Washington Divorce FAQ’s – Child Support

This is about child support in Washington after divorce, including how child support gets figured, how parents can change child support, when the court orders for child support to be withheld from paychecks, and when the court will deviate from child support guidelines in Washington.

This information is from Jennifer C. Rydberg, the DivorceInfo Network Lawyer for Washington.

How does child support get figured?

Basic child support is determined according to the net incomes of both parents, the number and ages of the children in each household, and a schedule that was determined by the Washington State Legislature. The income and assets of new spouses or partners usually must be disclosed, but does not become a reason to affect the child support amount unless they are extraordinarily high. Deviations from the basic child support calculation can be approved for specific, unusual reasons. A copy of the Washington State Child Support Worksheet, including instructions, is available from the Office of the Administrator of the Courts and can be downloaded at http://www.courts.wa.gov/forms/.

How do you change child support?

A Motion for Adjustment or a Petition for Modification of Child Support can be filed. Both parents can agree on what the new support amount should be. In any case, the new support amount must be approved with a court order. Agreements without a court order cannot be enforced and are not effective.

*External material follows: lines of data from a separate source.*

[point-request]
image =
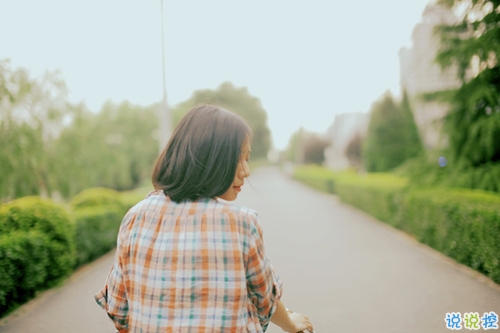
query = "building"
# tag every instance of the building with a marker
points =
(344, 129)
(419, 74)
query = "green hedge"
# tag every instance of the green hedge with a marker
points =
(98, 213)
(37, 248)
(97, 196)
(96, 231)
(463, 224)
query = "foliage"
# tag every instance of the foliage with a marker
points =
(354, 151)
(24, 263)
(51, 147)
(314, 148)
(31, 117)
(239, 101)
(473, 46)
(392, 136)
(461, 223)
(426, 170)
(96, 196)
(36, 248)
(95, 231)
(114, 148)
(51, 219)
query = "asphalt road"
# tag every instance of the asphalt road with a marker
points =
(344, 269)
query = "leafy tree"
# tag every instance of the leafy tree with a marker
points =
(354, 151)
(392, 136)
(239, 101)
(314, 149)
(114, 148)
(32, 114)
(473, 46)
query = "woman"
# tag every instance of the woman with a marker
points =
(187, 262)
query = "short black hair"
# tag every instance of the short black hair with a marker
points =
(201, 157)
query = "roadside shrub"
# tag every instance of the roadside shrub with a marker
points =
(96, 231)
(97, 196)
(464, 224)
(24, 264)
(36, 248)
(98, 213)
(50, 219)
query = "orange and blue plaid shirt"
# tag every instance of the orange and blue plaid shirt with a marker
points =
(193, 266)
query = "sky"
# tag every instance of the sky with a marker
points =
(306, 61)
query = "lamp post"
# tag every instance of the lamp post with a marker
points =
(165, 119)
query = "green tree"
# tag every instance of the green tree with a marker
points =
(392, 137)
(239, 101)
(314, 149)
(473, 46)
(32, 113)
(114, 148)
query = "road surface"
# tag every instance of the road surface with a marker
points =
(344, 269)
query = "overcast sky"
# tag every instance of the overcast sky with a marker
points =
(305, 60)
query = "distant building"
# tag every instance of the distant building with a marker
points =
(344, 129)
(420, 74)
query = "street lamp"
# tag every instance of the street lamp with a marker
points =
(165, 126)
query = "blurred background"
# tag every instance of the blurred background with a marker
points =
(406, 90)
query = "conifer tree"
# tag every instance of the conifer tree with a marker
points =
(473, 46)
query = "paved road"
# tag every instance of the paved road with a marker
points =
(347, 271)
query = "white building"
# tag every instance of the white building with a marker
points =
(345, 128)
(420, 74)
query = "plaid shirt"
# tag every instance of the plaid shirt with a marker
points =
(190, 267)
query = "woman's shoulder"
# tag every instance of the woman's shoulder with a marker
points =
(237, 209)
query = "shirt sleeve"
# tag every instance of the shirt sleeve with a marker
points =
(263, 284)
(113, 297)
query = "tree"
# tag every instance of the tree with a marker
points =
(354, 151)
(392, 137)
(314, 149)
(32, 113)
(473, 46)
(239, 101)
(114, 148)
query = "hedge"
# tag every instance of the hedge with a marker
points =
(98, 213)
(461, 223)
(37, 248)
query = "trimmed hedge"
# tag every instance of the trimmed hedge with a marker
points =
(96, 231)
(98, 213)
(40, 243)
(37, 248)
(461, 223)
(97, 196)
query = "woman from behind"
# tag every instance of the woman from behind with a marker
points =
(187, 261)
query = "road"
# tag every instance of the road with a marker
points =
(344, 269)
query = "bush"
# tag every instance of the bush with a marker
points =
(36, 248)
(43, 215)
(461, 223)
(98, 213)
(24, 264)
(96, 231)
(95, 197)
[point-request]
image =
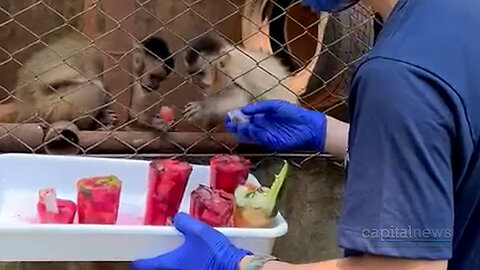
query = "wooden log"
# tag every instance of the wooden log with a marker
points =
(25, 138)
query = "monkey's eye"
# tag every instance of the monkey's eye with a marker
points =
(155, 77)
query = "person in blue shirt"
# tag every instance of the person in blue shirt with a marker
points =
(412, 193)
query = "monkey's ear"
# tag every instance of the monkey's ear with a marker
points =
(138, 61)
(224, 61)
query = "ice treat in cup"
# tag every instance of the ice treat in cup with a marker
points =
(227, 172)
(255, 204)
(214, 207)
(167, 180)
(98, 199)
(52, 210)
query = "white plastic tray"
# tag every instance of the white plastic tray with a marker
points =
(22, 175)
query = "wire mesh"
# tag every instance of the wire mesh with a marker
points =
(47, 77)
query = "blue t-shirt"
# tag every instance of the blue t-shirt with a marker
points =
(413, 163)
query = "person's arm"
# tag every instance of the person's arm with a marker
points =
(336, 137)
(354, 263)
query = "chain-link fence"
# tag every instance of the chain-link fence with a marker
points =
(73, 61)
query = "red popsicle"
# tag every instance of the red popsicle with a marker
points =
(98, 199)
(214, 207)
(227, 172)
(167, 114)
(167, 180)
(53, 210)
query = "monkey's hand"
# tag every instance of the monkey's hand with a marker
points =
(159, 124)
(109, 119)
(198, 112)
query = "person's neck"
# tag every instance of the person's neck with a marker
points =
(383, 7)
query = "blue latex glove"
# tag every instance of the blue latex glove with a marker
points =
(204, 248)
(329, 5)
(280, 126)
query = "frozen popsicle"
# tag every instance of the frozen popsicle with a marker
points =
(167, 114)
(214, 207)
(53, 210)
(167, 180)
(255, 205)
(98, 199)
(237, 117)
(227, 172)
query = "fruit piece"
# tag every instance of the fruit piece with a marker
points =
(228, 171)
(98, 199)
(214, 207)
(167, 114)
(255, 205)
(53, 210)
(167, 180)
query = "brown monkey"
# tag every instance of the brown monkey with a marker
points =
(152, 63)
(232, 77)
(62, 81)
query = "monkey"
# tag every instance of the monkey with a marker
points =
(61, 81)
(231, 77)
(152, 63)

Does child support get deducted from the payor’s paycheck? How?

Yes. This is done automatically through the Washington State Division of Child Support if support payments are late, or if your Order of Child Support says this will occur. There are no fees for this service.

When will the court allow a deviation from the guidelines?

A deviation is allowed for any good reason, but the court must put the reason in writing and it must be in the Order of Child Support. The judges do not approve deviations just because the parents agree to them – the deviations must make good sense and be within the law.